Sheikh Khalid Tawab urges to abolish duty on cotton import.

(Karachi P.R. 1st July, 2016) Acting President of Federation of Pakistan Chambers of Commerce & Industry (FPCCI) Sheikh Khalid Tawab has urged Federal Finance Minister Senator Muhammad Ishaq Dar and Nisar Muhammad Khan, Chairman Federal Board of Revenue (FBR) to immediately abolish the duty on import of raw cotton which had been increased to 3% from 2% vide Finance Act, 2016 as well as additional duty levied @ 1% vide SRO 1178(I)/2015 dated November 30, 2015, thus increasing the total incidence of duties to 4%.

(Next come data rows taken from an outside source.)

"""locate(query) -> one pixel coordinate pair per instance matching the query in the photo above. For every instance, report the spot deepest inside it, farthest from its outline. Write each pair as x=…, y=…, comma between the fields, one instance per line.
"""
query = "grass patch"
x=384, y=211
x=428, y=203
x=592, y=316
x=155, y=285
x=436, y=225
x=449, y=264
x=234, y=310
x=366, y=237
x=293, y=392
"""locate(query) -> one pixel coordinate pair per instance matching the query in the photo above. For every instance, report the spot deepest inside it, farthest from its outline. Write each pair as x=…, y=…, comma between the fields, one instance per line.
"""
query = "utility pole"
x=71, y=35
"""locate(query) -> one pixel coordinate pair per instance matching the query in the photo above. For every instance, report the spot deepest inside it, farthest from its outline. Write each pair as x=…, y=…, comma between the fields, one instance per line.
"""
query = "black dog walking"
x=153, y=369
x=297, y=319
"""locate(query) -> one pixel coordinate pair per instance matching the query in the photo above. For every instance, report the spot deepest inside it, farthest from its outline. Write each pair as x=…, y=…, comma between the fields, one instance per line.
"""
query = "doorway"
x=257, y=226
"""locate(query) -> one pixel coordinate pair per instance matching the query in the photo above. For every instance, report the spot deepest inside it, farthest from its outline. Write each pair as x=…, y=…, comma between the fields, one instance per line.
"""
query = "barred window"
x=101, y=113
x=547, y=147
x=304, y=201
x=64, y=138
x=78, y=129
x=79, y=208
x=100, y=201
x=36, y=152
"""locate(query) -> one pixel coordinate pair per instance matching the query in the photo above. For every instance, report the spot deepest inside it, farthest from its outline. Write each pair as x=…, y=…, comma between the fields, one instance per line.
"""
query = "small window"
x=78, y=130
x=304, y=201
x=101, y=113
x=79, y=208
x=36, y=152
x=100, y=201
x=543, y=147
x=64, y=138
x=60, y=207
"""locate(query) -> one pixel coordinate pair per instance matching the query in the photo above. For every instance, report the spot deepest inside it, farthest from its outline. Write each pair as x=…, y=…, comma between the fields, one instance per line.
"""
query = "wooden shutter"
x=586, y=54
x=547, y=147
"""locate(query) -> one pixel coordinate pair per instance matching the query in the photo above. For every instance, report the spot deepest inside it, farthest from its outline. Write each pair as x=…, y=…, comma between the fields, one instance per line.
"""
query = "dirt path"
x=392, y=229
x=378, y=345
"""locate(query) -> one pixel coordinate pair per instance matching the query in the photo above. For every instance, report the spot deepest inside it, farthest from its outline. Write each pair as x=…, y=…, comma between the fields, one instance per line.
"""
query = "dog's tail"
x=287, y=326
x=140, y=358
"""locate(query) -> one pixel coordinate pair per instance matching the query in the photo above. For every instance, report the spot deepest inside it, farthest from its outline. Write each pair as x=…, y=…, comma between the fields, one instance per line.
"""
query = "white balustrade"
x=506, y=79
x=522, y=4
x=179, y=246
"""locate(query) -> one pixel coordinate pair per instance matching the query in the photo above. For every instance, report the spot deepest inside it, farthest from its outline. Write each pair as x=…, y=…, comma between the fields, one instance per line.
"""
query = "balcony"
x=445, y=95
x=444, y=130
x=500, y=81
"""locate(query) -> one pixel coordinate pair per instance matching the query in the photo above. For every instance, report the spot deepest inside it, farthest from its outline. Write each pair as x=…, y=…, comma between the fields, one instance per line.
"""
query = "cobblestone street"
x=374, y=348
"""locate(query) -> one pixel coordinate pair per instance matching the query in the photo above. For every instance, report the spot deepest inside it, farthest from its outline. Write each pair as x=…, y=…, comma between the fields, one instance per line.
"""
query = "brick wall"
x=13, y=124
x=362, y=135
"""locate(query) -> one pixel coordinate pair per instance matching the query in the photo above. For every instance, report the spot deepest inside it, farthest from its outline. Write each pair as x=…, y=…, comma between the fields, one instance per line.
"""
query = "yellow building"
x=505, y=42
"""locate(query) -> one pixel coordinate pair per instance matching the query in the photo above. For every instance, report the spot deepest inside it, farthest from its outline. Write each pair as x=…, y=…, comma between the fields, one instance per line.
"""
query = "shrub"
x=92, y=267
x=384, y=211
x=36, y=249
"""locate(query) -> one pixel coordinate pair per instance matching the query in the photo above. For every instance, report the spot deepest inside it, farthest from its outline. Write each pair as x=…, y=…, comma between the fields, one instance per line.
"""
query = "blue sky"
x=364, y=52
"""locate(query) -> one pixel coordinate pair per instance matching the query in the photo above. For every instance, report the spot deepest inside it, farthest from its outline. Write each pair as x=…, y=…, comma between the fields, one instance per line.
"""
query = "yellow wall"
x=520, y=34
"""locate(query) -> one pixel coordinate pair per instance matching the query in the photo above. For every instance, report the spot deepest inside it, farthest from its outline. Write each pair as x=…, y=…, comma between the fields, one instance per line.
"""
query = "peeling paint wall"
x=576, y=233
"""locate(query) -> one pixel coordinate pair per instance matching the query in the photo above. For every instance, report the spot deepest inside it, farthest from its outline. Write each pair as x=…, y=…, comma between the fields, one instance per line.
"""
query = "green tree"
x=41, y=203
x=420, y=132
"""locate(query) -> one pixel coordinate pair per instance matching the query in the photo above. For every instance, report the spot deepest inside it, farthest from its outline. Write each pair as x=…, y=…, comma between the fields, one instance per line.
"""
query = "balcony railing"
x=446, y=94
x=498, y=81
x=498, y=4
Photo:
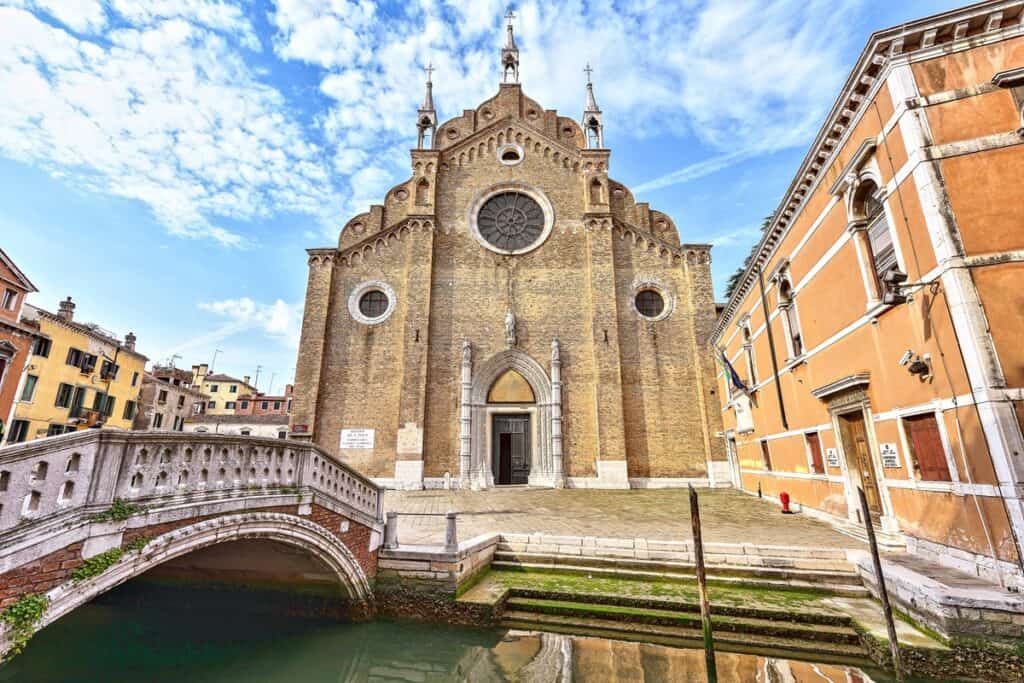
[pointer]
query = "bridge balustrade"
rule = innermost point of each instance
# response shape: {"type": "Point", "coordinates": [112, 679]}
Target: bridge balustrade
{"type": "Point", "coordinates": [64, 476]}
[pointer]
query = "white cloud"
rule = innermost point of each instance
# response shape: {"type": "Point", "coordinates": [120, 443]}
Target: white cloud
{"type": "Point", "coordinates": [704, 68]}
{"type": "Point", "coordinates": [739, 237]}
{"type": "Point", "coordinates": [168, 114]}
{"type": "Point", "coordinates": [697, 170]}
{"type": "Point", "coordinates": [168, 102]}
{"type": "Point", "coordinates": [80, 15]}
{"type": "Point", "coordinates": [279, 321]}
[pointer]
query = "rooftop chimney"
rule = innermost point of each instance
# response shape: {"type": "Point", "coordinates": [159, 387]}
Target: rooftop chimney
{"type": "Point", "coordinates": [66, 310]}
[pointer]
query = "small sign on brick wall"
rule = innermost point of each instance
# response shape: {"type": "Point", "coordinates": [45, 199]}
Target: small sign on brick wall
{"type": "Point", "coordinates": [356, 438]}
{"type": "Point", "coordinates": [890, 459]}
{"type": "Point", "coordinates": [832, 457]}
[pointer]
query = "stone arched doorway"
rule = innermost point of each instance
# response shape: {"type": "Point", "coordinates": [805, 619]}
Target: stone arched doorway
{"type": "Point", "coordinates": [511, 404]}
{"type": "Point", "coordinates": [511, 421]}
{"type": "Point", "coordinates": [289, 529]}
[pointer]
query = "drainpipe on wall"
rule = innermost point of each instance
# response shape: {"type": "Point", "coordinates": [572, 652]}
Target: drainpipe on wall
{"type": "Point", "coordinates": [771, 348]}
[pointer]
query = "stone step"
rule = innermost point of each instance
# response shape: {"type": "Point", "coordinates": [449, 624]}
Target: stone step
{"type": "Point", "coordinates": [847, 574]}
{"type": "Point", "coordinates": [674, 636]}
{"type": "Point", "coordinates": [752, 580]}
{"type": "Point", "coordinates": [829, 559]}
{"type": "Point", "coordinates": [687, 620]}
{"type": "Point", "coordinates": [805, 614]}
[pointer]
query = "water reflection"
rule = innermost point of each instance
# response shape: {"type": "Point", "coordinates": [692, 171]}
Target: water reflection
{"type": "Point", "coordinates": [146, 633]}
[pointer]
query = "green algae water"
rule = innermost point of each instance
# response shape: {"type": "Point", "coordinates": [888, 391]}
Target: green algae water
{"type": "Point", "coordinates": [156, 632]}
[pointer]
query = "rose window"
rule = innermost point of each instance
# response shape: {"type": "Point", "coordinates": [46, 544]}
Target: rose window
{"type": "Point", "coordinates": [510, 221]}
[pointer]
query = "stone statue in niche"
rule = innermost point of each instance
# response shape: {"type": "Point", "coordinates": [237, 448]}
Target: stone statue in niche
{"type": "Point", "coordinates": [510, 329]}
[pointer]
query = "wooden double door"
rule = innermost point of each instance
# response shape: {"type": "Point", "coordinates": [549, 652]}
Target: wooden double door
{"type": "Point", "coordinates": [858, 458]}
{"type": "Point", "coordinates": [510, 449]}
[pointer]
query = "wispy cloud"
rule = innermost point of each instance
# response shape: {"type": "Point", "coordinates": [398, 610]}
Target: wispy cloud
{"type": "Point", "coordinates": [695, 170]}
{"type": "Point", "coordinates": [279, 321]}
{"type": "Point", "coordinates": [163, 109]}
{"type": "Point", "coordinates": [176, 102]}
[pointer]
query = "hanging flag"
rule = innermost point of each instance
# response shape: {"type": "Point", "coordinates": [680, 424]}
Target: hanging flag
{"type": "Point", "coordinates": [731, 374]}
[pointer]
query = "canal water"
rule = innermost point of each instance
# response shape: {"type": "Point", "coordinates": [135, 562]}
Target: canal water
{"type": "Point", "coordinates": [155, 633]}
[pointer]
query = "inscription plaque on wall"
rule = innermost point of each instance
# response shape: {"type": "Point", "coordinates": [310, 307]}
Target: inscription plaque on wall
{"type": "Point", "coordinates": [890, 459]}
{"type": "Point", "coordinates": [832, 457]}
{"type": "Point", "coordinates": [356, 438]}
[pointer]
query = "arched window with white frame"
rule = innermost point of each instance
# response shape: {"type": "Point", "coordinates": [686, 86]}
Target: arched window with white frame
{"type": "Point", "coordinates": [791, 321]}
{"type": "Point", "coordinates": [880, 243]}
{"type": "Point", "coordinates": [752, 375]}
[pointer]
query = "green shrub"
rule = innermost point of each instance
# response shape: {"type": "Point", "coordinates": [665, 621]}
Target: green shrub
{"type": "Point", "coordinates": [22, 619]}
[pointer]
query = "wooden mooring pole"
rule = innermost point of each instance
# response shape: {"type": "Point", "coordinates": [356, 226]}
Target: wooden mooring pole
{"type": "Point", "coordinates": [702, 588]}
{"type": "Point", "coordinates": [883, 593]}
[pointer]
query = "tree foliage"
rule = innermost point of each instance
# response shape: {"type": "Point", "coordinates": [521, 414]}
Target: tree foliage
{"type": "Point", "coordinates": [736, 276]}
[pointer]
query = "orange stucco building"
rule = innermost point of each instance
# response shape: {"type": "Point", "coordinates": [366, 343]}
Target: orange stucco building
{"type": "Point", "coordinates": [918, 171]}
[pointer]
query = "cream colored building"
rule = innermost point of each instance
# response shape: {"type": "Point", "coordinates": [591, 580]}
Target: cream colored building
{"type": "Point", "coordinates": [223, 391]}
{"type": "Point", "coordinates": [79, 376]}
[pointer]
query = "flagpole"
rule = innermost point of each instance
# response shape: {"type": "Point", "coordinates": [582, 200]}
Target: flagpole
{"type": "Point", "coordinates": [771, 348]}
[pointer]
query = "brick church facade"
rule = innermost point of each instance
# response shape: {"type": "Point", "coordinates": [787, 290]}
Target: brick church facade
{"type": "Point", "coordinates": [511, 314]}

Khalid Tawab argued that the raw cotton is a basic raw material of cotton spinning industry and constitutes about 70% of the total cost of production. He recalled that Pakistan is one of the largest cotton producer countries in the world and cotton textile industry contributes a lion share in the total export to the tune of about 60% to 65%; provides employment opportunities to about 40% of the industrial labor force and its share in GDP was 8%. However, due to indigenous cotton crop failure in 2014-15 its production was declined by almost 35% thus slashing the growth rate by about 0.5%. Moreover, he said that cultivation of cotton in 2016-17 is also expected to decline by about 25% which will ultimately decline the availability of cotton to the spinning industry compelling it to import the shortfall of over 3 million bales @ 4% duties to keep the production wheel moving and to meet export orders well in time and avoid default from meeting orders.


Sheikh Khalid Tawab lamented in this scenario, instead of providing relief to the cotton textile industry, the government has increased the duty, thus eroding the competitive edge of our textile products in the global market. In addition to it the Acting President of FPCCI said that the industry is also already suffering from the high cost of doing business and acute shortage of energy in the country and now even has to compete with a surge in cost of cotton yarn imports, from its regional competitors, besides meeting the adverse effect of UK exit from EU in the wake of GSP Plus status granted to Pakistan.